Consumers are increasingly becoming concerned about their health and are well aware of the relationship between nutritious food and optimal health. Various concerns have caused consumers to demand for healthier bakery products, according to Sesikeran.
Some popular trends in the market are light functional, natural organic products. In addition to the healthier products consumers are also purchasing products that satisfy their taste buds. Keeping this in perspective, future area of research at the NIN includes an in-depth study in the role of different macro and micronutrients. There is need to develop low-cost but healthy bakery products using locally available nutritious ingredients such as millets, full bran wheat, honey and greens. Once such products are standardised then the technology can be traversed to small bakery entrepreneurs in the rural and urban areas.

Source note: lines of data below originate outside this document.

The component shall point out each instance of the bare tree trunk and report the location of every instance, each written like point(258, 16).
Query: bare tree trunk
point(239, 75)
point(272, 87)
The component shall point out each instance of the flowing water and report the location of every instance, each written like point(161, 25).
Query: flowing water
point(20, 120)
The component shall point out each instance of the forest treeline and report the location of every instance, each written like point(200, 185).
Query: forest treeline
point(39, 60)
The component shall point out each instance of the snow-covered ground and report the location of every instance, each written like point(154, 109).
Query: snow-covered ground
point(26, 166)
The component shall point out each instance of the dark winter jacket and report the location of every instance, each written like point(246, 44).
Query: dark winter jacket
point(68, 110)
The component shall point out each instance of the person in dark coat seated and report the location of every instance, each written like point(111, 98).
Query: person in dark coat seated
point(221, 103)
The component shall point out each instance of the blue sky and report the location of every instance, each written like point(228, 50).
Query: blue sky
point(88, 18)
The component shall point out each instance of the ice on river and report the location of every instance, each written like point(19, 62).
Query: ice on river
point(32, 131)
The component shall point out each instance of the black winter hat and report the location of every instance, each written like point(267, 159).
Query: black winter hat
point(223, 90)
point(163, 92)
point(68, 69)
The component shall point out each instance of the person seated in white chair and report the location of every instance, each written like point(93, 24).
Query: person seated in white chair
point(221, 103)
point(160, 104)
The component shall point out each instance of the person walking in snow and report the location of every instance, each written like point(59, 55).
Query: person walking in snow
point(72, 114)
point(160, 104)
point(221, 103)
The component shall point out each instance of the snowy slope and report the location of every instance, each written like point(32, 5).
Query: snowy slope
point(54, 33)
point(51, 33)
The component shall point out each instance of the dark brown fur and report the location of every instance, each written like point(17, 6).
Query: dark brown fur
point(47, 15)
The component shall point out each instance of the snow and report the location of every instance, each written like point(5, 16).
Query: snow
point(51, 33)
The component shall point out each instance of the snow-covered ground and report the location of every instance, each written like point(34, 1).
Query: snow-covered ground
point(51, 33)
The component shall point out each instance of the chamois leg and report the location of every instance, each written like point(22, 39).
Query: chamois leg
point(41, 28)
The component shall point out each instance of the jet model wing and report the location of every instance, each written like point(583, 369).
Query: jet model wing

To ensure that the consumers get the best of the nutrients, NIN has generated database on nutritive values of over 650 Indian foods, which is used by various national organisations, planners and academic research institutions. It has also formulated Recommended Dietary Allowances (RDA) for Indians. Further, it has developed food- based dietary guidelines. As part of the food-based approach to combat micronutrient deficiencies, the NIN has also gone ahead to develop fortification methods with iron and iodine for prevention of related deficiency diseases. It has also demonstrated its beneficial effects in preventing the reduction in haemoglobin levels and devised simple kits to check the content of iron and iodine in fortified salt. The Indian bakery industry now needs to ensure developing bakery products comprising vitamins, whole grains and fibres, according to NIN.